LUMBERTON — After nearly four hours of jury deliberation, 33-year-old Samuel Aaron Jacobs was sentenced on Friday to a maximum term of 27 years and eight months in prison for the 2011 stabbing of his then-girlfriend.

“… I think he’s a threat to her and I think he will continue to be a threat to her,” Superior Court Judge Frank Floyd said as he announced the sentence.

The 12-member jury found Jacobs guilty of assault with a deadly weapon with intent to kill inflicting serious injury, attempted second-degree kidnapping and felony violation of a domestic violence protective order. He was found not guilty of attempted first-degree murder, which required proof of premeditation and deliberation.

Jacobs was ordered to serve a minimum of 21 years and nine months in consecutive prison terms, including time he has served since he was arrested on Feb. 15, 2011.

Jacobs was accused of trying to force Charlotte Branch into his van with a gun that turned out to be a pellet gun and stabbing her 11 times while she was pumping gasoline at Save More convenience store on Fayetteville Road on the afternoon of Feb. 11, 2011. The incident left her with a punctured lung, a lacerated kidney and wounds to her abdomen, face and hands.

Branch, who was 25 at the time, said she ended her five-year relationship with Jacobs in August 2010 after he put a shotgun to her head and threatened to kill her. He had been bailed out of jail, where he was being held for violating a protective order, two weeks before the stabbing.

Jacobs’ mother, brother, ex-wife and family friends cried tears of relief as Jacobs was deemed not guilty of murder. Across the aisle, Branch, along with about 13 friends and family members, remained stoic.

Assistant District Attorney Joe Osman prosecuted Jacobs, who was defended by Lumberton attorney Carlton Mansfield.

Throughout the four-day trial, Jacobs’ family contended he was in need of mental health treatment.

“I’m not trying to say what he did was right,” his mother, Jessica Mitchell, said. “There were a lot of things going on with Sam at that time.” According to Mitchell, Jacobs was diagnosed with obsessive compulsive disorder and paranoia.

Mitchell said she tried to get help from the state to pay for Jacobs to be treated at either Dorothea Dix Hospital or Cherry Hospital, but that he was kept at Dorothea Dix for less than an hour.

While on the stand, Mitchell apologized to Branch, the only apology Branch said she has received through the ordeal.

“I’m sorry he hurt you, I really am. If I could have stopped him, I would have stopped him and I think you know that in your heart,” Mitchell said.

After Jacobs’ conviction, Branch said she still finds herself afraid of Jacobs.

“I couldn’t get gas by myself,” she said through tears. “The first time I went to get gas by myself I couldn’t get out of the car. I knew if I didn’t, I wouldn’t ever be able to do simple things by myself.”

Branch, a Science teacher at Lumberton High School, said she often locks the doors when she’s the only one at school and never walks to her car alone when she gets off work.

Branch married last April and said she hopes to have children, but is afraid Jacobs’ might harm them.

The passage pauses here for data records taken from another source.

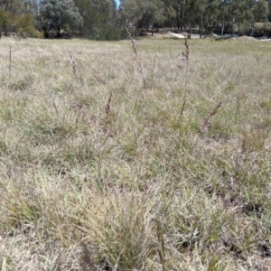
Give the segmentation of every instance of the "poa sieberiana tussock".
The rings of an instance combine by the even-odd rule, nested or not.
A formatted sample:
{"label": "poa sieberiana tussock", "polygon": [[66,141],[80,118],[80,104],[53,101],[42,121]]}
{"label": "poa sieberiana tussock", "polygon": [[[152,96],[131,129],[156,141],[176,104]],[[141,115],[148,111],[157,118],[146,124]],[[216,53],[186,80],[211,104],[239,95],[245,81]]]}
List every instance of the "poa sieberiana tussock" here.
{"label": "poa sieberiana tussock", "polygon": [[269,43],[133,42],[1,40],[1,270],[269,257]]}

Jacobs has two children with his ex-wife, who he divorced shortly before meeting Branch.

“Had I never started dating him this never would have happened in my life … when he gets out, he’s not going to stop,” Branch said.

Jacobs did not testify or formally address the court, although during the trial he occasionally spoke out of order to the judge.

Branch said she knew about Jacobs’ obsessive compulsive disorder, claiming he “could cut it off” around people he didn’t want knowing about it.

“He’s still got the same mannerisms he had when I was with him. He has not changed,” she said.

Branch’s mother, Debra Branch, who said she has worked with victims of domestic violence for about 25 years, took the stand and spoke of the emotional effect the attack had on her daughter and her family.

“Most of the scars are on the inside of a victim. You don’t see those … Will she learn to live with this? Yes, she will because God kept her alive … but will those scars inside ever be removed? There is no surgery, she will live with that …,” Debra Branch said.

Charlotte Branch has had corrective surgery on her cheek and said she will likely need another procedure to fully remove the scar tissue.